Only those with weakened immune systems will be offered boosters, White House chief medical adviser Anthony Fauci said on NBC's Today show.

For other vaccinated groups, such as the elderly, data is being collected to determine if or when their protection goes "below a critical level".

"Right now at this moment, other than the immune-compromised, we're not going to be giving boosters to people, but we will be following them very carefully, and if they do need it, we will be ready to give it to them," he said.

The United States now joins a number of other countries, such as Israel, Germany and France, that are offering boosters to vulnerable groups. Other countries, including Russia, Hungary and the United Arab Emirates, are offering a third shot more broadly.

About 60 per cent of eligible Americans, aged 12 and up, are fully vaccinated, according to the CDC. While the pace of shots is rising after falling sharply from a high set in mid-April, the Joe Biden administration is urging people to get vaccinated as infections surge in the US, fuelled by the Delta variant.

An advisory committee to the CDC is also set to discuss booster doses of Covid-19 vaccine for immunocompromised patients on Friday.

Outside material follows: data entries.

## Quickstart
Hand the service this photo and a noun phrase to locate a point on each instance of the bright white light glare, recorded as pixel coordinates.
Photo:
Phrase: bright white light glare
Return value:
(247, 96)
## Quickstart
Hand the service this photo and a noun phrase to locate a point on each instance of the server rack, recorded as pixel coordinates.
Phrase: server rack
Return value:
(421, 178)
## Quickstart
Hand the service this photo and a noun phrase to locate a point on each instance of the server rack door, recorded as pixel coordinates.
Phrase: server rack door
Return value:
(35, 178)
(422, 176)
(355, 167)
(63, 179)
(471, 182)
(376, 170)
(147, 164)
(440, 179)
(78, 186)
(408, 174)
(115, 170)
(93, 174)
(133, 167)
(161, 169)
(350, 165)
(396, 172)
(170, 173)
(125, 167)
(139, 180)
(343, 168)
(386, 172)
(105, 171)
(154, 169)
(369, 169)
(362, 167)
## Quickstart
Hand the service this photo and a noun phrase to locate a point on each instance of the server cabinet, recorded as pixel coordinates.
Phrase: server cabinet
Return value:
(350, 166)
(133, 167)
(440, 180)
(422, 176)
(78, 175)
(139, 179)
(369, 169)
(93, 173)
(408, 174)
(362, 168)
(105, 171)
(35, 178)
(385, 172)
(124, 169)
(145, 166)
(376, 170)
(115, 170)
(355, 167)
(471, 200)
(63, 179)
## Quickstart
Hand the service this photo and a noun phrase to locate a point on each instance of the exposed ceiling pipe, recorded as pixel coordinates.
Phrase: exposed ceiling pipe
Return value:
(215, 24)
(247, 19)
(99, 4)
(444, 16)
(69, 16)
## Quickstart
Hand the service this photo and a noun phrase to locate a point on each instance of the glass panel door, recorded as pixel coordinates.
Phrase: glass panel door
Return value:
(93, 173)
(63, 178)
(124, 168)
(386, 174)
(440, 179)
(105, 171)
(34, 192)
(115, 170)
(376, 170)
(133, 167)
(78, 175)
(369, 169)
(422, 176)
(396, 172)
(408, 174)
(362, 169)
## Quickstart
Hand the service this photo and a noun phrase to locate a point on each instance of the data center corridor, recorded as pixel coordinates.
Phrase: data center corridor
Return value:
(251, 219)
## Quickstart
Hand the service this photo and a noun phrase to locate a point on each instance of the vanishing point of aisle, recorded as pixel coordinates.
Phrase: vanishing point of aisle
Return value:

Ms Handal and other transplant recipients formed the Transplant Recipients and Immunocompromised Patient Advocacy Group during the pandemic. It has urged the FDA to streamline approval of additional doses for those with weakened immune systems.

"People who are immunocompromised are continuing to live with the fear that everyone felt in the early days of Covid-19," Ms Handal said in an interview.

They are carrying on with their lives as the world opens up, but "it's just an undercurrent of fear, and it's exhausting to live with".